Here's a problem (Exercise 3.21) from "A Term in Commutative Algebra" by Altman & Kleiman:
Let $k$ be a field, and $R=k[X, Y]$ be polynomial ring in two variables. Let $\mathfrak{m}=\langle X, Y\rangle$ - this is (maximal) ideal generated by $X$ and $Y$. Show that $\mathfrak{m}$ is a union of strictly smaller prime ideals.
And here's a slick solution at the back of the book. For each $f\in \mathfrak{m}$, we know that $f$ has a prime factor $p_{f}$ (because $R$ is UFD), and so $\mathfrak{m} = \bigcup_{f\in \mathfrak{m}} \langle p_{f} \rangle$. Each $\langle p_{f} \rangle$ is a prime ideal, and $\langle p_{f} \rangle\neq \mathfrak{m}$ because $\mathfrak{m}$ is non-principal.
Now my question is: Can we write $\mathfrak{m}$ as a countable union of strictly smaller prime ideals? I guess the answer could potentially depend on whether or not $k$ is infinite. I'd be interested seeing ideas for any field (say $k=\mathbb{C}$ if that makes it simpler).
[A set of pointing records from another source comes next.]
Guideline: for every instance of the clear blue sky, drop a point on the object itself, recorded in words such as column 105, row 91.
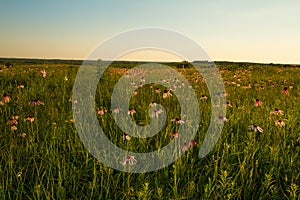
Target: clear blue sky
column 233, row 30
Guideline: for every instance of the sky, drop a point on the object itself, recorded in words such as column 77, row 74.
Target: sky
column 228, row 30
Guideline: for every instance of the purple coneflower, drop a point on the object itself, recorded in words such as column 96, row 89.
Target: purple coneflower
column 277, row 111
column 227, row 104
column 23, row 134
column 175, row 134
column 285, row 90
column 131, row 111
column 129, row 160
column 255, row 128
column 126, row 137
column 222, row 118
column 177, row 120
column 279, row 123
column 188, row 145
column 157, row 90
column 203, row 97
column 116, row 110
column 100, row 111
column 44, row 73
column 152, row 104
column 20, row 86
column 167, row 93
column 29, row 118
column 6, row 98
column 257, row 102
column 36, row 102
column 13, row 127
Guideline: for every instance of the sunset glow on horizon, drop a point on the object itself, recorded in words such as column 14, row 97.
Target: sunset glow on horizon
column 248, row 31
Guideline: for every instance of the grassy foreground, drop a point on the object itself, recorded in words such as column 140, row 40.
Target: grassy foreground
column 42, row 157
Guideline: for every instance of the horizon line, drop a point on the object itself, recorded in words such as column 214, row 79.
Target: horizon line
column 151, row 61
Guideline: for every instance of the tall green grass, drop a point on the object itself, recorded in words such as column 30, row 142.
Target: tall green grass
column 50, row 162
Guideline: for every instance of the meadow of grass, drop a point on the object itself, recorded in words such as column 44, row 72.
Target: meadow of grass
column 42, row 156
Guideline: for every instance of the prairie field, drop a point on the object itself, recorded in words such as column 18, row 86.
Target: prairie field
column 256, row 157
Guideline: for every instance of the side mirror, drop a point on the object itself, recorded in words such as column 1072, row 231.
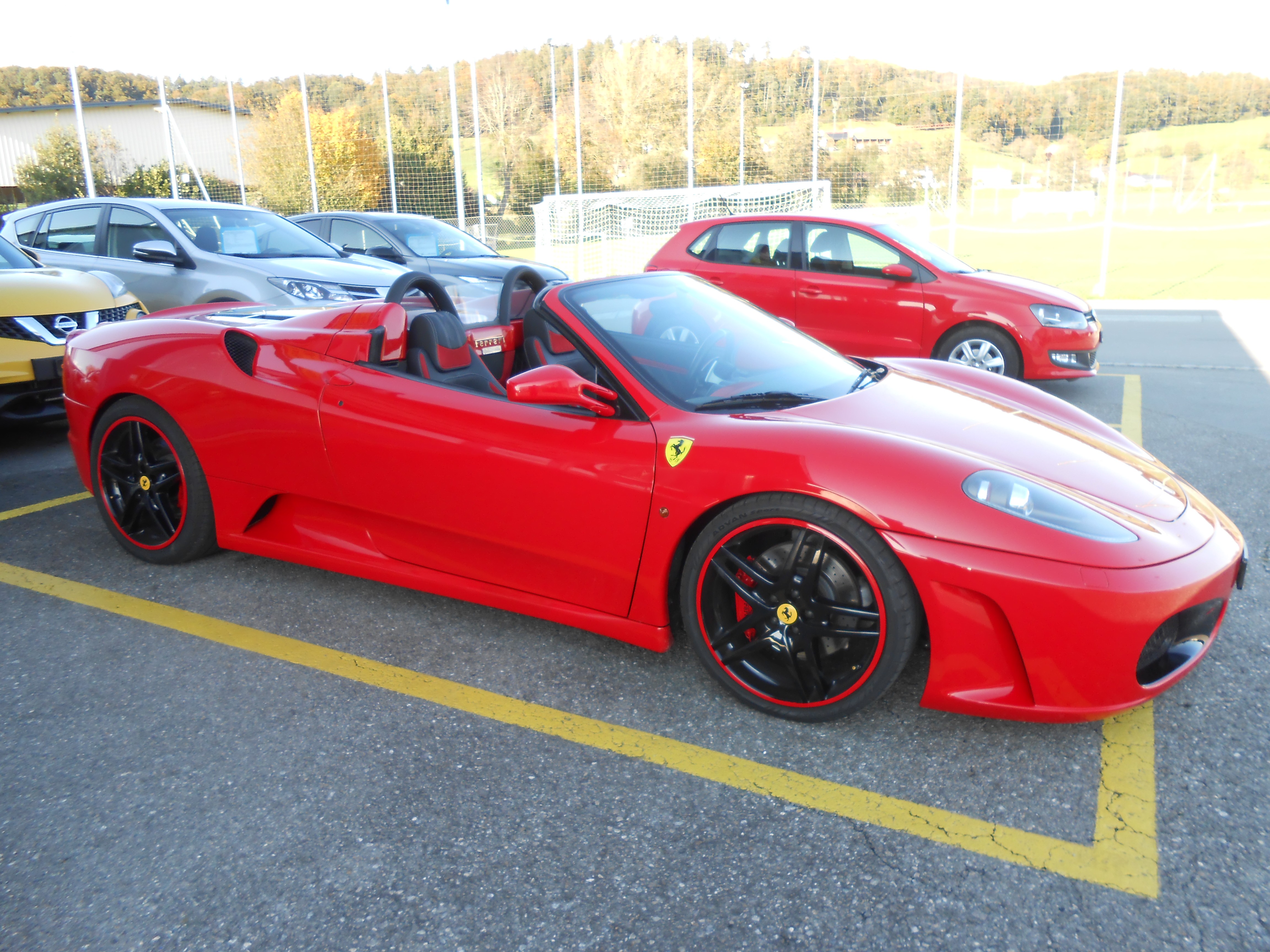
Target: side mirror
column 559, row 386
column 385, row 252
column 157, row 252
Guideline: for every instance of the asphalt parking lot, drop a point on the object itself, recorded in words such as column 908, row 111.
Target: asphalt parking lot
column 159, row 790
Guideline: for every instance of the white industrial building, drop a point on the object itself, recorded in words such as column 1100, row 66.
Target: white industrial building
column 204, row 135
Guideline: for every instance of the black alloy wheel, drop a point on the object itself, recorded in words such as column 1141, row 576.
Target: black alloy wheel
column 149, row 487
column 798, row 607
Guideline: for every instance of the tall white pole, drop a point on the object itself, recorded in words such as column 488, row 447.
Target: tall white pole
column 957, row 163
column 309, row 141
column 459, row 158
column 1102, row 287
column 555, row 131
column 167, row 137
column 691, row 153
column 388, row 132
column 481, row 173
column 238, row 148
column 816, row 121
column 577, row 141
column 91, row 188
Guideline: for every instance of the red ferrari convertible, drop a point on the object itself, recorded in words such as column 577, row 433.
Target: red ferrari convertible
column 561, row 451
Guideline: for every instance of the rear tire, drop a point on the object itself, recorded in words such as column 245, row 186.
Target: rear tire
column 798, row 607
column 149, row 487
column 986, row 348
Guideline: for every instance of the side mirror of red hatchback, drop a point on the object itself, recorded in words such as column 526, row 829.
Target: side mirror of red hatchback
column 559, row 386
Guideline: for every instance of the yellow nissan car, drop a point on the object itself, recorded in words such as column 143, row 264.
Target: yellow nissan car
column 39, row 308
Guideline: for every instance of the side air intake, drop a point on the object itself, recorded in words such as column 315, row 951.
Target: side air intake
column 242, row 350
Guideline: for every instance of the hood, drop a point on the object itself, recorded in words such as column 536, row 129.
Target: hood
column 489, row 267
column 1004, row 424
column 37, row 291
column 1037, row 291
column 364, row 272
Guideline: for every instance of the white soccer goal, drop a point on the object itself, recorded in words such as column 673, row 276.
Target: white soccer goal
column 615, row 233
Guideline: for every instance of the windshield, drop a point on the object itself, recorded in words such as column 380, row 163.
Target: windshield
column 244, row 233
column 704, row 350
column 933, row 253
column 429, row 238
column 11, row 258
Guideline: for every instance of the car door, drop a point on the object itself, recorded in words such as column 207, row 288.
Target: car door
column 846, row 301
column 159, row 286
column 68, row 238
column 755, row 261
column 531, row 498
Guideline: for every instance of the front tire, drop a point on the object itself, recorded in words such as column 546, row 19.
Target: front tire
column 798, row 607
column 985, row 348
column 149, row 487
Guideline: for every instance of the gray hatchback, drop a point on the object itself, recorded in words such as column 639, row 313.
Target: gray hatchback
column 173, row 252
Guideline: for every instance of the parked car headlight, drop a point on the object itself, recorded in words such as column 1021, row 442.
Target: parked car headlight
column 312, row 290
column 1056, row 317
column 1042, row 506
Consider the set $S = \{X+\alpha Y \mid \alpha\in k\} \subset (X,Y)$.
If an ideal $I$ contains two distinct elements of $S$, $X+\alpha Y$ and $X+\beta Y$, then it contains $\frac{1}{\beta-\alpha}((X-\alpha Y)-(X-\beta Y)) = Y$, and thus contains $X$ as well, so $(X,Y) \subset I$.
Since an ideal properly contained in $(X,Y)$ contains at most one element of $S$, it follows that $(X,Y)$ cannot be the union of $\kappa$ such ideals for $\kappa < |S| = |k|$.